Abgesehen von medizinisch vorgebildeten Personen dürften aber die wenigsten wissen, was das eigentlich exakt bedeutet. Die Meisten werden wahrscheinlich so gutgläubig sein, dass „Mann“ komplett untersucht wird. Falls das so sein sollte, z.B. mit einem EKG einem sehr ausführlichen Laborpanel und ggf. sogar anderen apparativen Untersuchungen; herzlichen Glückwunsch, Ihr Hausarzt macht mehr als er im Routinefall soll, warum auch immer.

Hier mal die Auflistung, was alles in den Checkup35 gehört, bitte nicht enttäuscht sein, wie wenig dieser Gesundheitstest umfasst.
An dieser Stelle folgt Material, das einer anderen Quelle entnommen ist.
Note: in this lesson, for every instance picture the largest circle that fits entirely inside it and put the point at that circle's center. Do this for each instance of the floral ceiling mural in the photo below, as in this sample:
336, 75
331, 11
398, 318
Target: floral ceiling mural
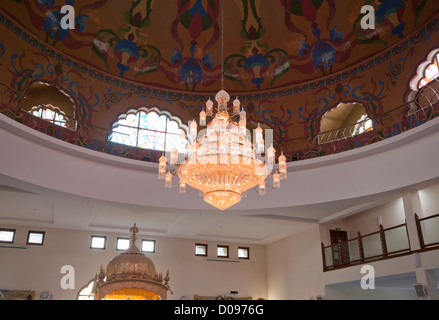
288, 61
176, 44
  • Ausführliches Gespräch
  • Eine vollständige körperliche Untersuchung
    Dabei werden Herz, Lunge, Kopf, Hals, Bauch, Wirbelsäule, Bewegungsapparat, Nervensystem und Sinnesorgane überprüft, um abweichende oder krankhafte Befunde feststellen zu können.
  • Die Entnahme einer Blutprobe
    Diese wird dann im Labor ausgewertet und gibt Aufschluss über Cholesterin– und Blutzuckerwerte. Anhand dieser Werte kann der Arzt erkennen, ob zum Beispiel der Verdacht auf eine Zuckerkrankheit besteht.
  • Das Messen des Blutdrucks
    Zusammen mit dem Cholesterinwert kann der Blutdruck auf Risiken für Herz-Kreislauf-Erkrankungen wie Arteriosklerose (Gefäßverkalkung) oder für einen Herzinfarkt hinweisen.
  • Die Untersuchung des Urins
    Hinweise auf Nieren- und Blasenerkrankungen, aber auch eine Zuckerkrankheit lassen sich auf dem Teststreifen der Urinprobe ablesen.

Wer mehr bekommt ist entweder kränker oder krank oder hat einen Hausarzt, welcher verantwortlich handelt.